Clovis, I would not call the use of Abombs mass murder. (The city busting nombings in Europe were, to my mind, more equivocal, at last after the initial enthusiasm provided evidence that they did not work to shorten the war. The 'dehousing' justification was clearly immoral) It was war. In the global calculus, using the bombs saved more lives than it cost, but inasmuch as they were primarily Chinese and Korean lives, sntibomb propagandists are disinclined to count them. I say count them anyway.

Annoying Old Guy said...

Clovis;

If that's the best indictment of the private sector in the murder department (a disputed incident which was successfully prosecuted), it's really no contest at all.

As for Mr.

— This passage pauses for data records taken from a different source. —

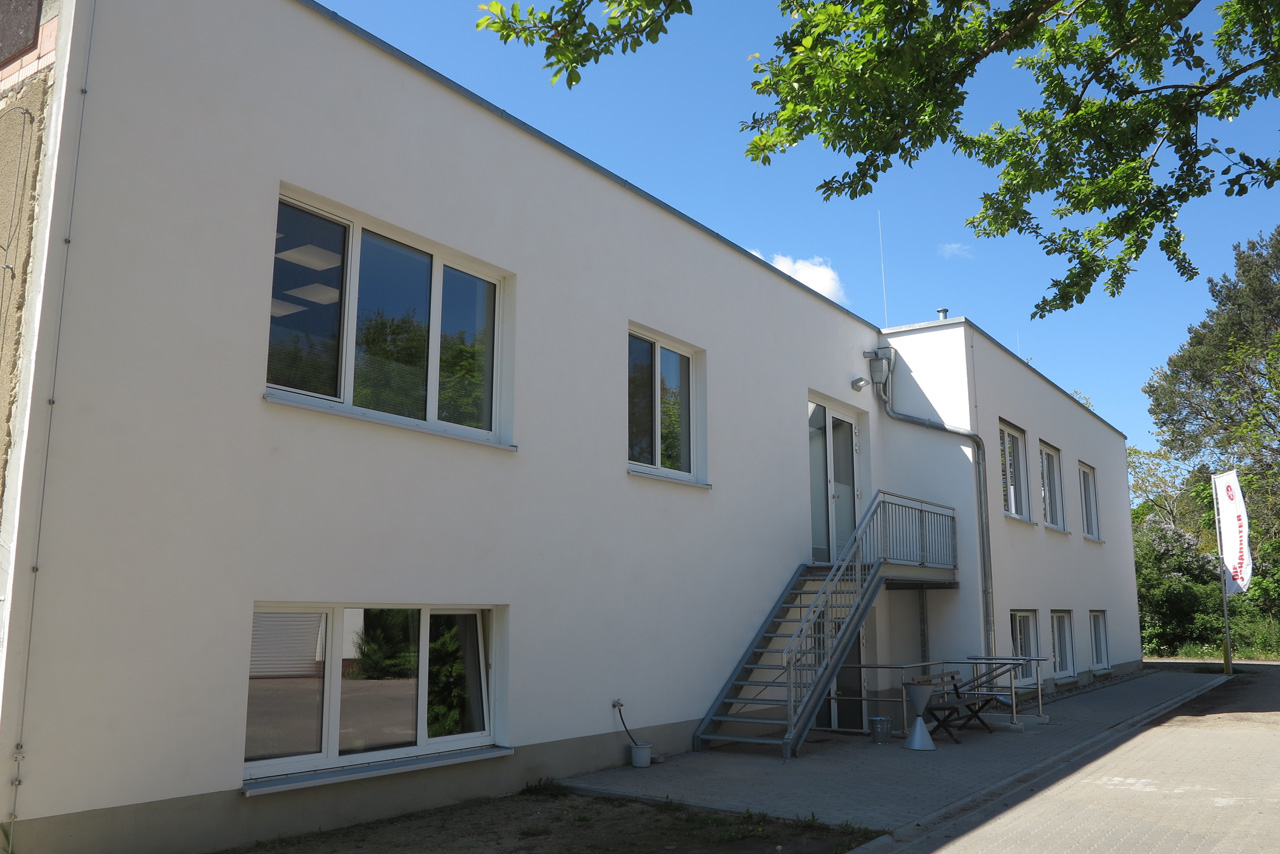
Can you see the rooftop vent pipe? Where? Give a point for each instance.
(882, 361)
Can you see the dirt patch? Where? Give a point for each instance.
(547, 820)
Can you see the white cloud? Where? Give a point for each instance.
(816, 273)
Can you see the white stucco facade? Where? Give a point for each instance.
(165, 492)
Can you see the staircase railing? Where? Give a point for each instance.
(894, 529)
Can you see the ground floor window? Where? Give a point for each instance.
(334, 685)
(1064, 658)
(1025, 643)
(1098, 633)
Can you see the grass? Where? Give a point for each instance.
(547, 818)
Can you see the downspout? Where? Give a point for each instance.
(882, 361)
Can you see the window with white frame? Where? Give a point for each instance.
(1098, 636)
(1064, 648)
(341, 685)
(1089, 502)
(1025, 640)
(1051, 487)
(663, 406)
(402, 328)
(1013, 470)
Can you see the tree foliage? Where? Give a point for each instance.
(1220, 392)
(1179, 593)
(1217, 406)
(1112, 145)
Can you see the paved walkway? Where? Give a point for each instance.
(1202, 779)
(927, 797)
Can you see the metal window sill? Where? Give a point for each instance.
(343, 410)
(656, 474)
(323, 777)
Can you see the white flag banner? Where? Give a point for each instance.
(1233, 531)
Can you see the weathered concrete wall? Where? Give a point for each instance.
(22, 124)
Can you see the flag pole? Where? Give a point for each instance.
(1221, 574)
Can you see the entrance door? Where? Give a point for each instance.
(832, 442)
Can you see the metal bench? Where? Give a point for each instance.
(951, 706)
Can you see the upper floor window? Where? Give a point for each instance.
(662, 407)
(1089, 501)
(380, 325)
(1013, 470)
(1051, 485)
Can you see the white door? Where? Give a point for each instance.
(832, 496)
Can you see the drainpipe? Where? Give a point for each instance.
(882, 361)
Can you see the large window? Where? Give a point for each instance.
(1089, 501)
(662, 405)
(1013, 470)
(330, 686)
(1064, 644)
(1051, 487)
(380, 325)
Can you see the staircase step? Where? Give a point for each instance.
(754, 700)
(743, 739)
(746, 718)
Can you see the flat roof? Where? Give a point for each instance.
(563, 149)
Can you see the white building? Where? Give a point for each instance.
(339, 479)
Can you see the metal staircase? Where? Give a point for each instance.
(778, 685)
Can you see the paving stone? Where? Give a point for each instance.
(848, 779)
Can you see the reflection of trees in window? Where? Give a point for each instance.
(453, 690)
(675, 428)
(466, 379)
(388, 644)
(640, 401)
(301, 361)
(391, 364)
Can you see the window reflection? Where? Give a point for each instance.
(466, 350)
(640, 401)
(455, 693)
(675, 411)
(286, 685)
(306, 302)
(379, 679)
(392, 327)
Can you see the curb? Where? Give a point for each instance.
(912, 831)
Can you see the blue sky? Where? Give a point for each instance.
(667, 120)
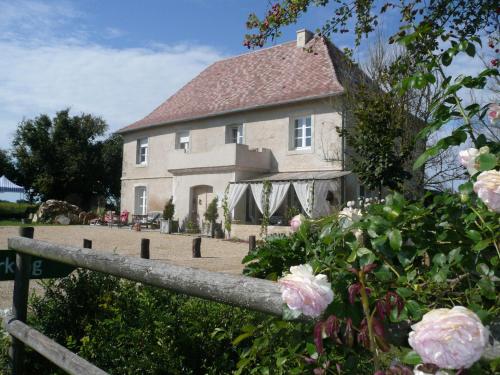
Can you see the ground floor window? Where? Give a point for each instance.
(140, 207)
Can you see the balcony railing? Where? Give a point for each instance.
(226, 157)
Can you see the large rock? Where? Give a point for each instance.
(49, 211)
(62, 219)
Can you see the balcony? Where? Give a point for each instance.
(225, 158)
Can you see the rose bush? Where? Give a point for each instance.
(487, 187)
(449, 338)
(304, 292)
(295, 222)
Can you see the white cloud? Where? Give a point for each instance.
(121, 85)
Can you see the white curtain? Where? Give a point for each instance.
(278, 193)
(234, 195)
(257, 191)
(322, 207)
(304, 191)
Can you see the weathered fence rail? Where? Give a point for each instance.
(251, 293)
(247, 292)
(57, 354)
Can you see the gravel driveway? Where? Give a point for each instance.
(217, 255)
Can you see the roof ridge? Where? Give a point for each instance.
(252, 52)
(251, 80)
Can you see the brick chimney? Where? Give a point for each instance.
(303, 36)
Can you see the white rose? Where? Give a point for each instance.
(487, 187)
(468, 159)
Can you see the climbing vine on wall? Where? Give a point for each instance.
(266, 192)
(227, 214)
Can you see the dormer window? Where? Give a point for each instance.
(234, 134)
(302, 133)
(142, 152)
(183, 141)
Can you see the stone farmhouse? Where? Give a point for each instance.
(270, 114)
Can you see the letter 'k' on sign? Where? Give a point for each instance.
(40, 268)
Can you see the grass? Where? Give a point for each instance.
(15, 211)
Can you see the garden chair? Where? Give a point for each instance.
(124, 218)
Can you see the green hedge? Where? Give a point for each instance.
(16, 211)
(128, 328)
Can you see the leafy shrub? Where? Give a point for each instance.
(211, 214)
(18, 211)
(169, 209)
(275, 255)
(126, 327)
(435, 252)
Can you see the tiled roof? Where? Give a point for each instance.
(279, 74)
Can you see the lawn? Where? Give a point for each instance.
(14, 212)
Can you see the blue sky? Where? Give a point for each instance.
(118, 59)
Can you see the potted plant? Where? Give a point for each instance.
(211, 215)
(168, 214)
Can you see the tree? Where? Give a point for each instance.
(433, 35)
(111, 152)
(376, 139)
(6, 165)
(65, 158)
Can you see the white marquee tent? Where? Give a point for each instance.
(7, 186)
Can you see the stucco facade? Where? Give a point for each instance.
(268, 115)
(213, 161)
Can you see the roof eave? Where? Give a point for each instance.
(262, 106)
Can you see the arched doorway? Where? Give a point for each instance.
(201, 196)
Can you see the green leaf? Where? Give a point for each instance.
(474, 235)
(466, 188)
(439, 259)
(241, 337)
(281, 361)
(289, 314)
(404, 292)
(412, 358)
(395, 239)
(352, 257)
(311, 349)
(430, 152)
(487, 288)
(447, 58)
(481, 245)
(486, 162)
(482, 269)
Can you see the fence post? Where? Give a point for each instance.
(251, 243)
(20, 301)
(145, 248)
(197, 247)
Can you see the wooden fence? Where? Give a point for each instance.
(247, 292)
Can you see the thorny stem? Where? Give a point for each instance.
(488, 227)
(460, 109)
(366, 310)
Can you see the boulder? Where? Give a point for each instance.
(62, 219)
(51, 209)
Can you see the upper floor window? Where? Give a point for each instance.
(302, 130)
(140, 200)
(183, 141)
(142, 151)
(234, 134)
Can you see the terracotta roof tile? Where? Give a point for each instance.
(270, 76)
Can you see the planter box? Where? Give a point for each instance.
(165, 226)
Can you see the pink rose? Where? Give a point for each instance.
(468, 159)
(487, 187)
(449, 338)
(494, 113)
(296, 222)
(304, 292)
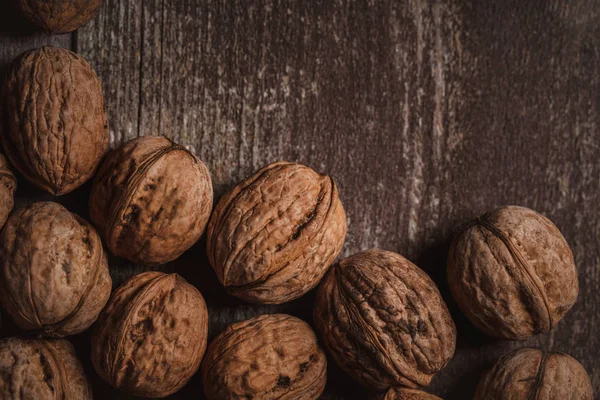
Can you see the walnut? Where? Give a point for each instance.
(512, 273)
(54, 275)
(151, 337)
(266, 357)
(8, 185)
(272, 238)
(151, 200)
(41, 369)
(56, 127)
(58, 16)
(384, 321)
(533, 374)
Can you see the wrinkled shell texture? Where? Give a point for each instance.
(151, 200)
(54, 275)
(151, 336)
(41, 370)
(533, 374)
(273, 237)
(8, 186)
(384, 321)
(512, 273)
(267, 357)
(56, 127)
(59, 16)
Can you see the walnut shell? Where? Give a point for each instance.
(533, 374)
(56, 130)
(512, 273)
(273, 237)
(8, 186)
(384, 321)
(151, 200)
(54, 275)
(267, 357)
(58, 16)
(41, 369)
(151, 337)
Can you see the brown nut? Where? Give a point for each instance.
(54, 275)
(151, 337)
(512, 273)
(384, 321)
(8, 185)
(58, 16)
(56, 127)
(266, 357)
(151, 200)
(273, 237)
(533, 374)
(41, 369)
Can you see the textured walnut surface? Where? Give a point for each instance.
(268, 357)
(512, 273)
(41, 370)
(151, 337)
(54, 275)
(58, 16)
(56, 127)
(533, 374)
(272, 238)
(151, 200)
(384, 320)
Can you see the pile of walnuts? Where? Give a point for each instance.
(270, 240)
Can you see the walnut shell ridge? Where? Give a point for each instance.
(267, 357)
(512, 273)
(56, 131)
(272, 238)
(151, 200)
(54, 277)
(384, 321)
(41, 369)
(151, 337)
(8, 186)
(58, 16)
(534, 374)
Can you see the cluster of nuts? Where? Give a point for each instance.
(270, 240)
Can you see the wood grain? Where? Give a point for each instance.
(426, 113)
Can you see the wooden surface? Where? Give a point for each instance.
(426, 113)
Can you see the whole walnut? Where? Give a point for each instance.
(273, 237)
(54, 276)
(267, 357)
(151, 200)
(8, 185)
(384, 321)
(533, 374)
(151, 337)
(41, 370)
(56, 130)
(512, 273)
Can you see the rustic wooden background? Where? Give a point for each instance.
(426, 113)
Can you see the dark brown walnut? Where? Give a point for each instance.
(533, 374)
(55, 127)
(54, 277)
(41, 370)
(151, 200)
(512, 273)
(266, 357)
(384, 321)
(8, 185)
(58, 16)
(273, 237)
(151, 337)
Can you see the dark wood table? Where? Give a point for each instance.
(426, 113)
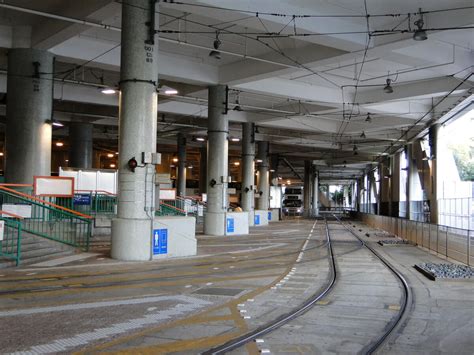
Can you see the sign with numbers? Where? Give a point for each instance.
(160, 241)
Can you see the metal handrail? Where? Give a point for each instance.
(36, 199)
(51, 221)
(10, 247)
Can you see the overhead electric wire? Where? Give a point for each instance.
(345, 123)
(427, 113)
(277, 14)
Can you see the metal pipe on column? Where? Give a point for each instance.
(248, 168)
(203, 170)
(263, 177)
(433, 195)
(80, 145)
(217, 163)
(138, 106)
(29, 112)
(181, 175)
(315, 193)
(307, 188)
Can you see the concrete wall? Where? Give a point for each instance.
(176, 237)
(261, 218)
(237, 223)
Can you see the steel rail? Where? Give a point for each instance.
(285, 318)
(406, 299)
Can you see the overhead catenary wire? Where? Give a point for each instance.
(279, 14)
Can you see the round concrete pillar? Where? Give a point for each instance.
(80, 145)
(248, 167)
(29, 109)
(181, 175)
(217, 163)
(263, 177)
(132, 229)
(307, 188)
(203, 170)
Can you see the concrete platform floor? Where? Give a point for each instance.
(188, 305)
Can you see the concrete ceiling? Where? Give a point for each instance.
(309, 95)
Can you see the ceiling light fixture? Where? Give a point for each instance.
(217, 43)
(167, 90)
(420, 33)
(368, 119)
(108, 91)
(388, 88)
(237, 103)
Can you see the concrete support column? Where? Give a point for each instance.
(29, 109)
(203, 170)
(80, 145)
(315, 193)
(181, 174)
(138, 105)
(274, 162)
(263, 177)
(217, 163)
(307, 188)
(248, 167)
(433, 193)
(410, 172)
(346, 195)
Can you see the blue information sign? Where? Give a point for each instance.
(230, 225)
(82, 199)
(257, 220)
(160, 241)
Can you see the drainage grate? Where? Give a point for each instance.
(214, 291)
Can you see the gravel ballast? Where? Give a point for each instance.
(445, 271)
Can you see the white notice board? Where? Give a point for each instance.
(53, 186)
(167, 194)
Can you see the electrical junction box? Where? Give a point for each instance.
(151, 158)
(225, 179)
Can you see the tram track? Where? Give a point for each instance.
(286, 318)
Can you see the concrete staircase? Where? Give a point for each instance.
(35, 249)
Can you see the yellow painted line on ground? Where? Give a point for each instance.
(322, 302)
(180, 345)
(153, 330)
(83, 288)
(56, 279)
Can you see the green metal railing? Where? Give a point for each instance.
(10, 245)
(49, 220)
(94, 202)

Eagar, I can once again not penetrate to his actual meaning. His comment is not at all responsive to any of my questions. As best I can tell, he thinks a soldier who kills people in combat is a mass murderer, but a pilot who wipes out a city with an atomic bomb is not. OK...

Clovis e Adri said...

AOG,

Considering I started my phrase on this topic with "we don't really have much data on that to compare", I think my point was qualified enough.

Your prescription of privatization as the universal problem solver fits so well the right wing caricature that we must wonder if you are joking with - or about - Harry here.

Annoying Old Guy said...

I have never labeled it as a universal problem solver. That's my I am a minarchist and not an anarchist.

Harry Eagar said...

'If that's the best indictment of the private sector in the murder department (a disputed incident which was successfully prosecuted), it's really no contest at all.'

I could easily do better, but why bother. Better -- or worse, depending upon viewpoint -- have been in the daily papers over the past few days.